Apologetics in a Secular Age

Apologetics in a Secular Age May 9, 2016

In his summary of Charles Taylor’s A Secular Age, James KA Smith observes how apologetics accommodates to the social imaginary of the secular age. Apologetic responses to secularism have too often “conceded the game; that is, the responses to this diminishment of transcendence already accede to it in important ways” (How (Not) To Be Secular, 51). He quotes Taylor saying, “the great apologetic effort called forth by this disaffection itself narrowed its focus so drastically. It barely invoked the saving action of Christ, nor did it dwell on the life of devotion and prayer, although the seventeenth century was rich in this. The arguments turned exclusively on demonstrating God as Creator, and showing his Providence” (quoted, 51; from Taylor, 225).

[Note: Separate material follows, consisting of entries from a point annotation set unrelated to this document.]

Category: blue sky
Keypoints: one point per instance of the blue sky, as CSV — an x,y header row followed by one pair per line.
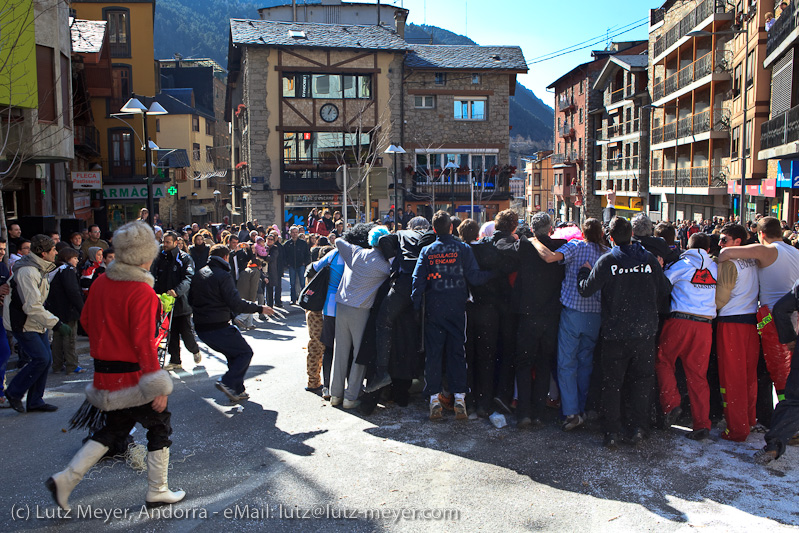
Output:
x,y
540,27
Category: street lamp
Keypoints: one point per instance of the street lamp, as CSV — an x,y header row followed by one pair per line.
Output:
x,y
745,31
135,107
394,150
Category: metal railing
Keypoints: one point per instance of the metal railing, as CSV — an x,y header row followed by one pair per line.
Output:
x,y
708,120
697,70
616,163
688,23
782,129
788,21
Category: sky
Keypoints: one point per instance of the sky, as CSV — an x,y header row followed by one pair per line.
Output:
x,y
539,27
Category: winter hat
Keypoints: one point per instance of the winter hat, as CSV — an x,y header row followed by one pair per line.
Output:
x,y
93,252
135,244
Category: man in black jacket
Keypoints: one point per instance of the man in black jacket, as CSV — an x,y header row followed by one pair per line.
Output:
x,y
173,270
296,257
215,300
536,298
633,289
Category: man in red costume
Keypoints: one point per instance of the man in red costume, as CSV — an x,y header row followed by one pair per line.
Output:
x,y
129,385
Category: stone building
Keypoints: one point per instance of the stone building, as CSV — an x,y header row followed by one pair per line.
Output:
x,y
304,99
455,112
622,134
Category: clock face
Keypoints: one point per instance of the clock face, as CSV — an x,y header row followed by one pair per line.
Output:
x,y
328,112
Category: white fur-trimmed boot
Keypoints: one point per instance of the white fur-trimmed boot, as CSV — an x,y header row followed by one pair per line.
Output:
x,y
158,492
63,483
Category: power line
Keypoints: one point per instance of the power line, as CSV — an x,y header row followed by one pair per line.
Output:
x,y
592,41
587,46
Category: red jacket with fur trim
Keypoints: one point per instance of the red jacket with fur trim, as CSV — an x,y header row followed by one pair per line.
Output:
x,y
120,319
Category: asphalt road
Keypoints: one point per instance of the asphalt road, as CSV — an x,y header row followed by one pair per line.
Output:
x,y
286,461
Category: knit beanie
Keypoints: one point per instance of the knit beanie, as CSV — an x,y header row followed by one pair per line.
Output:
x,y
135,244
93,252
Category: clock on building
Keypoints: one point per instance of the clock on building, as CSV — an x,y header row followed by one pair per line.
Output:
x,y
328,112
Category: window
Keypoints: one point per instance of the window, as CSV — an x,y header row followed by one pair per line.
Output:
x,y
333,86
118,31
424,102
45,71
736,81
470,109
66,100
747,138
735,141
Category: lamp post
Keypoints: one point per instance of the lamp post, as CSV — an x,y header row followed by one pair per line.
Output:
x,y
135,107
747,138
394,150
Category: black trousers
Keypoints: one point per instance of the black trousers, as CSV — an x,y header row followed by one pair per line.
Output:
x,y
536,348
632,360
180,327
785,421
482,333
119,423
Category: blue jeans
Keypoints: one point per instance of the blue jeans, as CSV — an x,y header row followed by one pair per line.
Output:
x,y
229,342
577,337
296,275
32,378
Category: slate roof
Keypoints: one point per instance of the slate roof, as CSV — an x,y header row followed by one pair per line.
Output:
x,y
469,57
87,36
276,33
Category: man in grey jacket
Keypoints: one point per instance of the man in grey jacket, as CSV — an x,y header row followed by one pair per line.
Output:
x,y
25,316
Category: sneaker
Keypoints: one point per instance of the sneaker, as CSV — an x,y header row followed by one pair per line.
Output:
x,y
436,411
460,409
765,456
572,422
611,441
671,417
698,434
447,402
232,396
351,404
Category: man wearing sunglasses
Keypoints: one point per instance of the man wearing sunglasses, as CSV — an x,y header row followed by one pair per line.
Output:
x,y
737,343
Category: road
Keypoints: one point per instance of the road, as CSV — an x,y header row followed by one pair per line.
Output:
x,y
287,461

Instead of defending Christianity in particular, apologetes defended generic theism. As Smith puts it, “the particularities of specifically Christian belief are diminished to try to secure a more general deity – as if saving some sort of transcendence will suffice” (51). This is a tale told in detail in Michael Buckley’s At the Origin of Modern Atheism.

Secularism seeps into Christian apologetics in other ways as well. The modern self – what Taylor describes as the “buffered” self as opposed to the “porous” self of pre-modern Christianity – is detached from the world, rather than embedded in a world that is in turn embedded in God and His work. The buffered self is able to transcend limitations; only a buffered self can adopt a “view from nowhere,” only a buffered self works on the pretense that it can survey the whole of the world.

The rise of theodicy is one result. Taylor writes, “Once we claim to understand the universe, and how it works; once we even try to explain how it works by invoking its being created for our benefit, then this explanation is open to clear challenge: We know how things go, and we know why they were set up, and we can judge whether the first meets the purpose defined in the second” (Smith, 65; quoting Taylor, 306). No mysteries remain to the transcendent buffered self; even the problem of evil can be explained. The rise of “worldview” is another. As Smith put it, what has changed is “precisely the emergence of the disengaged, ‘world picture’ confidence in our powers of exhaustive surveillance” (65).

What’s left out of this account is the role of revelation. Since it comes from the God does possess exhaustive surveillance, it provides a glimpse into the God’s-eye view of the world. Ultimately, this just moves Taylor’s (and Smith’s) point back a step, because human beings don’t have exhaustive and infallible knowledge of revelation. We can no more survey the whole of the Bible at a glance than we can survey the whole of reality.

So the point stands: the buffered self adopts a “world picture” or a “worldview.” And talk of worldview can unwittingly support the anthropology of the very secularism it aims to refute.